Flamengo e Riquelme, do pecado à inteligência

Riquelme diz "não" ao Flamengo - Foto: Editoria de Arte/Jornal Extra

Riquelme diz “não” ao Flamengo – Foto: Editoria de Arte/Jornal Extra

Sou de uma época em que receber uma proposta do Flamengo era algo quase extra-terrestre. Caraca, era o FLAMENGO, com letras garrafais. Dizer “não” era digno de heresia, excomunhão. Hoje, as coisas mudaram. E muito.

O Flamengo foi atrás de Riquelme e usou o jogo contra o Corinthians para convercer o argentino a desembarcar na Gávea. Tudo errado. Primeiro, ir atrás de Riquelme. Segundo, usar o jogo contra o Corinthians.

Sou fã de Riquelme. Acho que foi um dos grandes meias do futebol mundial, um cara realmente acima da média. Foi, não é mais. E não foi a derrota para o Corinthians que mudou minha opinião. Sua carreira está em decadência, assim como a sua vontade de jogar, ou vice-versa.

Em um time que está mal, contratar um cara que é muito bom, mas está em baixa, me parece um erro daqueles. O torcedor quer ver nêgo comendo grama em campo – eu, pelo menos, quero.
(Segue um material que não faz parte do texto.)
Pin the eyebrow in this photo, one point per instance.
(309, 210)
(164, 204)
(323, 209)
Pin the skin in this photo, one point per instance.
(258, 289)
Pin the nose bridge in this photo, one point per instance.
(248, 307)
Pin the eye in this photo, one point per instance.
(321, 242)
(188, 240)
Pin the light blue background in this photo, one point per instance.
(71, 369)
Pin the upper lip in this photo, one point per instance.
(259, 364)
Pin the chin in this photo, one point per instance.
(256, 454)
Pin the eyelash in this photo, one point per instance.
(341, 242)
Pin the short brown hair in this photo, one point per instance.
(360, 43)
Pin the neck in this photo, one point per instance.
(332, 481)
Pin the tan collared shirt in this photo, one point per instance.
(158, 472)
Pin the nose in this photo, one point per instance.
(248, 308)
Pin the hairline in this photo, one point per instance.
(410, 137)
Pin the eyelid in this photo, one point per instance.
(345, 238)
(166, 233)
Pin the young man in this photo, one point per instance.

Riquelme, com essa boa vontade que tem mostrado nos últimos tempos, seria mais um a ser xingado e vaiado, e custando uma grana absurda.
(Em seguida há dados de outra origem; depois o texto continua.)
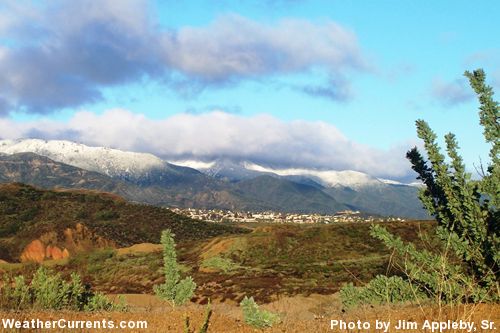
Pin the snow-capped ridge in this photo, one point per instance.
(329, 178)
(108, 161)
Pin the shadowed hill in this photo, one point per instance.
(28, 213)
Para convencer Riquelme, nada melhor do que mostrar o superclássico com o Corinthians. Pra quê? O Flamengo, assim como o Boca Juniors, levou um baile. Os jogadores, vaiados e xingados. Joel Santana, execrado.

Aí, veio o dia seguinte:

“O Riquelme disse que o problema não foi financeiro, mas sim futebolístico. Ele até elogiou nossa proposta, agradeceu, mas disse que ficou assustado com ontem [jogo contra o Corinthians]. Não gostou da atuação do time, da reação da torcida, da pressão daqui. Ficou complicado, infelizmente. Uma pena, pois fizemos todos os esforços para contratá-lo”

Zinho, diretor de futebol

Se o Flamengo usou o jogo com o Corinthians como termômetro, era de se esperar que, em caso de tropeço, o cara disse “não”. Simples, afinal, abriram essa brecha para Riquelme.

E veio o dia seguinte do dia seguinte:

“Ele não deve ter falado que o time é ruim, até porque, com todo o respeito ao jogador, ele não pode fazer um comentário deste sem ter passado por aqui. É o Flamengo. Quantos torcedores tem o Boca? Dez ou 15 milhões? Aqui são 40 milhões de rubro-negros.”

Joel Santana

Joel, Joel… O técnico mais demitido do Brasil – foram umas 15 demissões só neste ano. Trocentos anos de futebol e ainda esse papinho? Pergunte para qualquer rubro-negro, o mais fanático deles, e conte nos dedos quantas vezes você vai ouvir que “o time é bom”.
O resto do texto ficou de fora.